For all people that think that cholesterol is a bad thing they should take a look at conditions linked to abnormalities in its metabolism such as the Smith-Lemli-Opitz syndrome, Niemann-Pick, Huntington’s and Alzheimer’s disease.
Cholesterol is a fat or lipid molecule that forms part of cell membranes and gives them proper permeability and fluidity. Cholesterol is especially important to the brain, an organ whose constitution is 12% fat and enjoys the distinction of being the most cholesterol-rich organ of the body. Abnormalities in the synthesis of cholesterol lead to degeneration of neuronal structures especially those involved in transmitting messages across cells. Unlike what happens in other organs, brain cholesterol is synthesized within the brain itself. This is the case because the blood brain barrier prevents the uptake of cholesterol metabolites from the periphery. Most of the cholesterol within the brain (about 70%) is found in the myelin sheaths that insulate neuronal projections, the rest is found in the membranes of other brain cells such as astrocytes and neurons.
In this blog I will concentrate in describing a particular disorder linked to a defect in cholesterol metabolism: the Smith-Lemli-Opitz syndrome or SLOS. The SLOS is an autosomal recessive disorder caused by a mutation of the 7-dehydrocholesterol reductase gene (DHCR7) located on chromosome 11. Estimated incidence within the general population varies from 1 in 20,000 to 1 in 60,0000. This condition manifests at term with a very small head (microcephaly) and abnormalities in the facial appearance. Affected individuals have eyelid drooping, very small jaws and anomalies of their genitalia. Although many patients die during the first year of life (failure to thrive and infections) others survive and, followed over time, they exhibit growth retardation and cognitive defects.

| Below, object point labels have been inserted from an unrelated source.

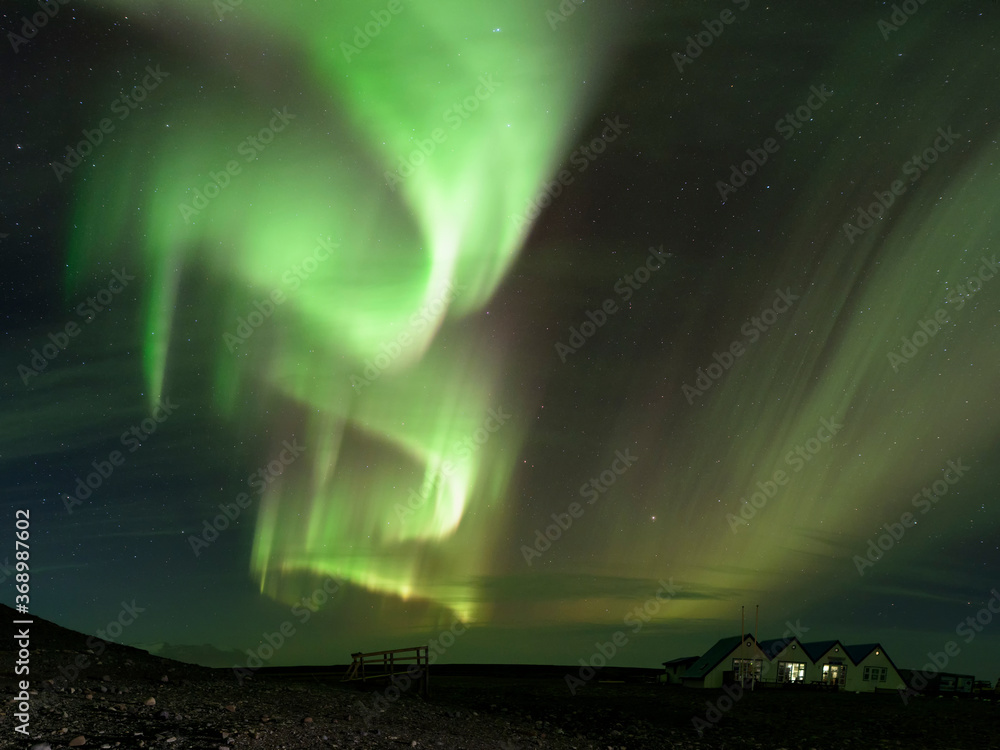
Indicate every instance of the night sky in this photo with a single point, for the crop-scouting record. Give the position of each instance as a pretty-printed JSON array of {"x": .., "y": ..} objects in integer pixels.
[{"x": 702, "y": 292}]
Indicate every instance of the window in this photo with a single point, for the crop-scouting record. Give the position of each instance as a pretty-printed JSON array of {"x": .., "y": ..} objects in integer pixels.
[
  {"x": 791, "y": 671},
  {"x": 746, "y": 669},
  {"x": 835, "y": 674}
]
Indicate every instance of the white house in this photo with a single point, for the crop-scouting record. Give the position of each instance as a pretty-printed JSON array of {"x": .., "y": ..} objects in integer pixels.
[
  {"x": 873, "y": 669},
  {"x": 857, "y": 668}
]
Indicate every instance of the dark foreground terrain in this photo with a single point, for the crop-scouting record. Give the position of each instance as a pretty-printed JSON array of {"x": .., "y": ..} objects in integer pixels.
[{"x": 126, "y": 698}]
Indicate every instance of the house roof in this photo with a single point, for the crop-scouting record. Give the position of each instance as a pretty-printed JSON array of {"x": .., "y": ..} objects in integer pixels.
[
  {"x": 859, "y": 652},
  {"x": 714, "y": 656},
  {"x": 775, "y": 646},
  {"x": 816, "y": 649},
  {"x": 681, "y": 661}
]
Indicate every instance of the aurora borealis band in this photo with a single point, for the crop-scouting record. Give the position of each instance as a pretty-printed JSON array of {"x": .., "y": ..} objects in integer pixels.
[{"x": 506, "y": 315}]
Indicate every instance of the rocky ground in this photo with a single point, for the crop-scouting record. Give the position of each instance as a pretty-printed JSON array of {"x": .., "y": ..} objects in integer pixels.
[{"x": 125, "y": 698}]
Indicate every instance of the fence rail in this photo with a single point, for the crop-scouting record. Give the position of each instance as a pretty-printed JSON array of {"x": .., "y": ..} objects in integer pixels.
[{"x": 382, "y": 665}]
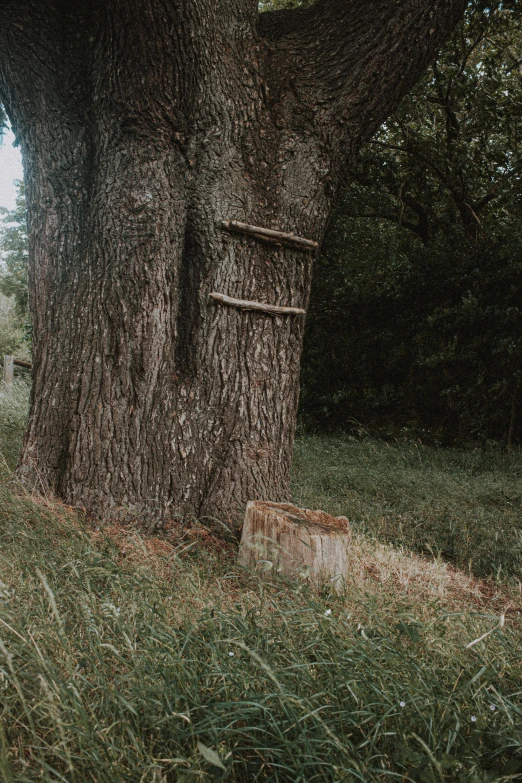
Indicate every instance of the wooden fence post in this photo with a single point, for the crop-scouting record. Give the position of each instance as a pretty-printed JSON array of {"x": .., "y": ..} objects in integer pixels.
[{"x": 8, "y": 370}]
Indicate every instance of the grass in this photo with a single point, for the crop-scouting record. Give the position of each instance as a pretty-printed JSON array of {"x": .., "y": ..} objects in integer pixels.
[
  {"x": 158, "y": 660},
  {"x": 463, "y": 505}
]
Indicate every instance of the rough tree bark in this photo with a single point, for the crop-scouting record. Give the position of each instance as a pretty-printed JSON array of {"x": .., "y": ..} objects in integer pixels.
[{"x": 144, "y": 124}]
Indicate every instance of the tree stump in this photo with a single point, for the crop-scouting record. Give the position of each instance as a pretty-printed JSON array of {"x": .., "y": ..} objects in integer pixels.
[{"x": 296, "y": 542}]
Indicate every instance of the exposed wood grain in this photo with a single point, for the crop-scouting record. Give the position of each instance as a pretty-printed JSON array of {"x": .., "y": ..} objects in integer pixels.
[
  {"x": 296, "y": 542},
  {"x": 244, "y": 304}
]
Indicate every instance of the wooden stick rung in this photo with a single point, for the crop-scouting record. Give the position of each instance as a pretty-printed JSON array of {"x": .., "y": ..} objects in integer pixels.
[
  {"x": 269, "y": 235},
  {"x": 22, "y": 363},
  {"x": 244, "y": 304}
]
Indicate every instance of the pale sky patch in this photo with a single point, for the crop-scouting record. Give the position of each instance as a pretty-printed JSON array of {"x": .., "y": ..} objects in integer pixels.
[{"x": 10, "y": 169}]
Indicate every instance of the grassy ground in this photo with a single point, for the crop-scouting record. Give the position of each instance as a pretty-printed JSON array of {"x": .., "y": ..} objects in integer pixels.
[
  {"x": 131, "y": 659},
  {"x": 463, "y": 505}
]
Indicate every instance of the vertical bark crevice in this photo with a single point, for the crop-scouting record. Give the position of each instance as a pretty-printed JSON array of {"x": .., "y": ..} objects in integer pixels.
[{"x": 144, "y": 125}]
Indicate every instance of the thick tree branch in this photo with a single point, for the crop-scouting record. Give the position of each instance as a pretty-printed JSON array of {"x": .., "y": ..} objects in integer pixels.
[{"x": 354, "y": 61}]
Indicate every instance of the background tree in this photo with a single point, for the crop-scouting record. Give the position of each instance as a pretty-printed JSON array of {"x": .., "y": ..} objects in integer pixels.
[
  {"x": 14, "y": 324},
  {"x": 420, "y": 315},
  {"x": 14, "y": 253},
  {"x": 143, "y": 126}
]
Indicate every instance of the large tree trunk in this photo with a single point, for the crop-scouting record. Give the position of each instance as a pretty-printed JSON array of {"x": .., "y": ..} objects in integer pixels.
[{"x": 145, "y": 124}]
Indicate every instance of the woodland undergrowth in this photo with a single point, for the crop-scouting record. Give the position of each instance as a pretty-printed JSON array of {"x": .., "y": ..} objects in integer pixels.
[{"x": 125, "y": 658}]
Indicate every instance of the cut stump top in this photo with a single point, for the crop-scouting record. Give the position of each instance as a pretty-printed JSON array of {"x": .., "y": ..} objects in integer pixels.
[{"x": 295, "y": 541}]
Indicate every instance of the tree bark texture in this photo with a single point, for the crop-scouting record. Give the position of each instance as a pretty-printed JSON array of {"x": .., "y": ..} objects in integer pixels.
[{"x": 144, "y": 125}]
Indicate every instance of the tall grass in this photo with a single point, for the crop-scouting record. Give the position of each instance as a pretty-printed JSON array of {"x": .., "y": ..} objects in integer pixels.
[
  {"x": 463, "y": 505},
  {"x": 111, "y": 673}
]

Figure: Facial features and physical findings in SLOS. (a–d) Facial features include small head size, droopy eyelids, broad nasal bridge, upturned nose, and a small jaw. (e) Limb anomalies include short thumbs and webbing (f) of the second and third toes.
An often quoted study showed that approximately three-fourths of the children with SLOS (71-86% depending on the evaluation method) had an autism spectrum disorder (ASD), about 50% diagnosed with Autistic Disorder and the rest with PDD NOS (Sikora et al., 2006). In common to ASD individuals with SLOS usually suffer from language impairment, self-injurious behaviors, severe sensory hyperreactivity, and sleep-cycle disturbances. Cholesterol supplementation seemingly revereses many symptoms of autism in SLOS.
Neuroimaging and postmortem examination of the brains in SLOS indicate small brain size with enlarged ventricles and reduced size of the fiber bundles linking homologous regions of both hemispheres (the corpus callosum). At microscopic examination abnormalities of neuronal migration are very common and can be found in both the cerebral hemispheres and cerebellum (e.g. Purkinje cells).
The presence of a deficit in cholesterol synthesis has derailed research into the ASD and SLOS link in favor of trials pursuing dietary cholesterol and even androgenic hormones. There is even a hypothesis paper regarding the role of sterols in ASD (Lee and Tierney, 2011). However, the search should have been directed at establishing abnormalities of cell migration. These are exceedingly common in SLOS (Sikora et a., 2006). In effect, in SLOS cells have difficulties in migrating out of the germinal zone surrounding the ventricles and remain behind as nodules often protruding to the ventricles (periventricular nodular heterotopias). In addition, cells migrating to the cortex are arrested in their travel forming islands of gray within the white matter (heterotopias).
This is one in a series of blogs where I discuss different conditions manifesting autstic symptomatology of known origin or neuropathology (so-called syndromic autism). The first of these blogs was on tuberous sclerosis (http://bit.ly/17ExHYt ), other ones followed on Ehlers-Danlos syndrome (http://bit.ly/167eZuR ) and extreme prematurity (http://bit.ly/1ddJuVk ). The emphasis in all of these blogs is in the commonality of abnormalities in certain parts of the brain. It is my belief that in autism there is a common lesion that interferes in some way with the division of germinal cells early during brain development. The end result is abnormalities in cell migration and malformed areas of the cerebral cortex and brainstem. You can find additional information about this process at: http://bit.ly/1aM5KFu and http://bit.ly/136db0t
References
Lee RWY, Tierney E. The role of sterols in autism spectrum disorder. Autism Research and treatment 2011 ID 653570.
Sikora DM, Pettit-kekel K, Penfield J, Merkens LS, Steiner RD, The near universal presence of autism spectrum disorders in children with Smith-Lemli-Opits syndrome. Am J Med Genet 140(14):1511-8, 2006.